This article was written in response to a seminar given by Nils Magnussen, Director of Business Development at Chevron, in an EDGE Seminar on Sept. 23, 2015 at Duke University’s Fuqua School of Business. This article voices one student’s perspective and does not necessarily represent the views of either Duke University or Chevron.
Last week I had the privilege of listening to a 30-year veteran of the oil industry, Nils Magnussen, speak about the challenges faced when taking on massive above-ground natural gas projects known as “megaprojects.” In recent years, many large oil companies began to take on megaprojects—defined by the Society of Petroleum Engineers as projects “exceeding USD 1 billion measured in constant start-of-2003 terms”—to increase oil and gas production and their profits. There are many factors that can have a significant impact on these above-ground risks for oil companies. In the analysis of these megaprojects, I found the economic environment to be the most influential factor that affected the cost of these projects. It is my belief that the cost overruns on these megaprojects are difficult to determine because they are influenced significantly by factors oil companies have no control over. As an illustration, I will focus specifically on the Australian Gorgon Liquid Natural Gas (LNG) project.
The price of oil in the decade leading up to 2014 was very strong and even peaked at one point in July 2008 at over $13 per mmBTU. The demand for natural gas from growing economies like China and India increased significantly in the early 2000s, and oil companies were doing their best to produce natural gas to meet those demands. With prices at 2008 levels, companies like Exxon, Shell, and Chevron began to explore new and more efficient ways to produce natural gas. The Gorgon LNG project on Barrow Island in Australia was a joint venture between the three companies listed above. Initial cost estimates for the project came in at $37 billion but the actual costs were 46% more than originally planned.
Exchange rate fluctuations and oil field services costs contributed to project over-runs
The first cause for the cost increase was currency exchange rates. When the Gorgon LNG project was originally planned the exchange rate between the U.S. and Australia was $0.75 $US/$AUS. During the project, the Australian dollar kept appreciating until it reached $1.04 $US/$AUS, accounting for more than $2 billion of the cost overruns.

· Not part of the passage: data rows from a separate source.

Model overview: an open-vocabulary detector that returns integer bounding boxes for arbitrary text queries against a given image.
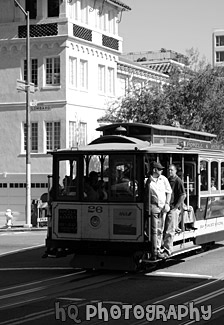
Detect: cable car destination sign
[30,103,52,112]
[179,140,224,151]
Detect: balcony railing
[73,24,93,42]
[18,23,58,38]
[102,35,119,51]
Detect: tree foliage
[101,52,224,141]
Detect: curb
[0,226,47,232]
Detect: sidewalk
[0,225,47,232]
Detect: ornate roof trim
[107,0,131,10]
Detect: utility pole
[14,0,32,228]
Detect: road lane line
[0,244,45,257]
[0,271,86,293]
[0,266,75,271]
[145,271,213,279]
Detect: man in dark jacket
[163,164,186,257]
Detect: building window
[46,57,60,86]
[81,0,88,24]
[47,0,60,17]
[108,11,116,34]
[69,57,77,88]
[24,122,38,152]
[98,64,105,93]
[79,122,87,146]
[25,0,37,19]
[46,122,61,150]
[95,7,107,30]
[23,59,38,86]
[215,35,224,46]
[69,0,80,20]
[69,121,77,148]
[108,68,114,95]
[80,60,88,89]
[216,52,224,62]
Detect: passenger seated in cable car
[211,177,217,191]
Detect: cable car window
[210,161,219,191]
[184,162,196,195]
[200,160,208,191]
[110,155,138,201]
[221,161,224,190]
[57,158,78,199]
[83,155,109,202]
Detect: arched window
[210,161,219,191]
[48,0,60,17]
[200,160,208,191]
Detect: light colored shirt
[150,175,172,209]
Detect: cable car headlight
[90,216,100,228]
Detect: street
[0,231,224,325]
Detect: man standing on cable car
[163,164,186,258]
[146,161,172,260]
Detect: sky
[119,0,224,63]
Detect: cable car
[45,123,224,270]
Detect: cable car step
[140,244,201,264]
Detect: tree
[98,51,224,141]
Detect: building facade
[0,0,166,225]
[212,30,224,67]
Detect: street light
[14,0,32,227]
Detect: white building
[0,0,166,226]
[212,30,224,67]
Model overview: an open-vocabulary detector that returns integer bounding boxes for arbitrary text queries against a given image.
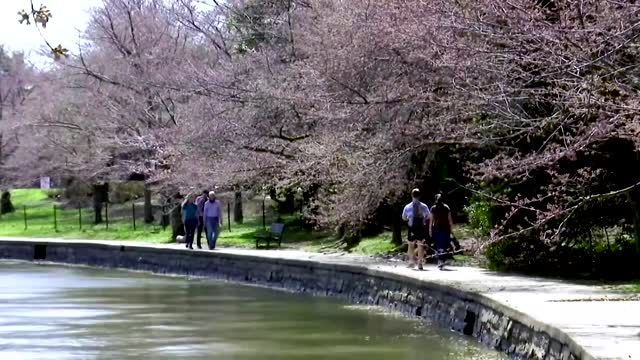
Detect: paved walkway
[0,238,640,360]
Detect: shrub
[464,199,495,236]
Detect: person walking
[429,194,453,270]
[196,190,209,249]
[203,191,223,250]
[402,189,429,270]
[182,194,198,249]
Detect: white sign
[40,176,51,190]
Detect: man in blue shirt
[402,189,429,270]
[203,191,223,250]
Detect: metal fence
[0,194,276,232]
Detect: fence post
[262,196,267,230]
[53,204,58,232]
[131,203,136,231]
[161,205,169,230]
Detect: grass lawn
[0,189,171,242]
[622,280,640,294]
[0,189,468,255]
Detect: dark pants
[184,219,198,247]
[196,216,206,248]
[205,217,220,250]
[432,228,451,264]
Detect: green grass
[0,189,476,255]
[0,189,171,242]
[622,280,640,294]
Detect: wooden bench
[256,223,284,249]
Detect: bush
[109,181,144,204]
[464,199,495,236]
[0,191,16,214]
[485,229,640,279]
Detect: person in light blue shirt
[203,191,223,250]
[402,189,429,270]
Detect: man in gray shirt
[402,189,429,270]
[203,191,223,250]
[196,190,209,249]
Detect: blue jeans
[184,219,198,246]
[432,228,451,264]
[204,217,220,249]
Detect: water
[0,262,502,360]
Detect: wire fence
[0,194,277,232]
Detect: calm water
[0,262,502,360]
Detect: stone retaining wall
[0,241,592,360]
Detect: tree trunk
[391,202,402,245]
[233,191,243,224]
[144,185,153,224]
[93,184,103,224]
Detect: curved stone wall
[0,240,592,360]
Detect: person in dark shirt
[429,194,453,270]
[182,194,198,249]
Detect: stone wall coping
[0,238,640,360]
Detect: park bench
[256,223,284,249]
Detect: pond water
[0,262,504,360]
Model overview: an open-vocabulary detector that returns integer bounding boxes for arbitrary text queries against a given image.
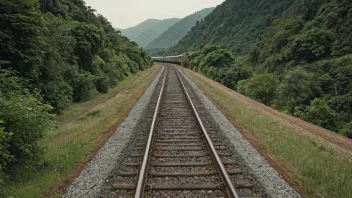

In addition to the currency exchange rates, natural gas was trading at extremely high prices which convinced investors to begin oil exploration and production. In fact, the high prices encouraged the development of one of the most disruptive technologies in the oil and gas industry in recent times: fracking. When most people think of oil and gas companies they think of companies like ExxonMobil, Shell, and BP. But, according to the American Petroleum Institute, “in reality, 80% of the oil and natural gas producing companies in the United States are small companies with fewer than 10 employees.” Most of the large oil companies like Exxon, Shell, and BP did not invest heavily in the new technology, but the effects of fracking sent shockwaves through the oil markets. Because of this new demand from small companies and large companies alike, the prices for oil field service companies increased significantly. Oil services companies were extremely busy and their limited resources were in high demand because of this. According to PricewaterhouseCoopers, the capital expenditures for the oil industry grew 25% from 2005 through 2015. Since the Gorgon LNG project was planned in 2008 and built through 2015, the increase in capital expenditures accounted for approximately another $7 billion of overruns.
Could over-supply and falling prices been foreseen?
To add insult to injury, the competition from the shale revolution in the United States and other oil and gas producing nations have flooded the market with natural gas. The overproduction coupled with a weakening demand for natural gas from China and India have driven prices down. At the end of the last trading session on September 25, 2015, natural gas was trading at $2.564 per mmBTU. Natural gas prices did not affect the cost of the Gorgon LNG project, but the prices are so low now that the likelihood of a positive return on investment for the Gorgon LNG facility is fleeting.
As one can see, the cost overruns on the Gorgon LNG facility were great. The global economy, including the cost of capital expenditures and currency exchange rates had a significant impact on the final costs of the facility. Although there are many other ways the oil and gas companies could have saved money on the Gorgon LNG project, the economy accounted for half of the additional costs. Economic factors are out of the control of the oil companies, but I do wonder what the initial estimates were for the aforementioned economic factors. Regardless, it is difficult to predict how markets will behave in the future.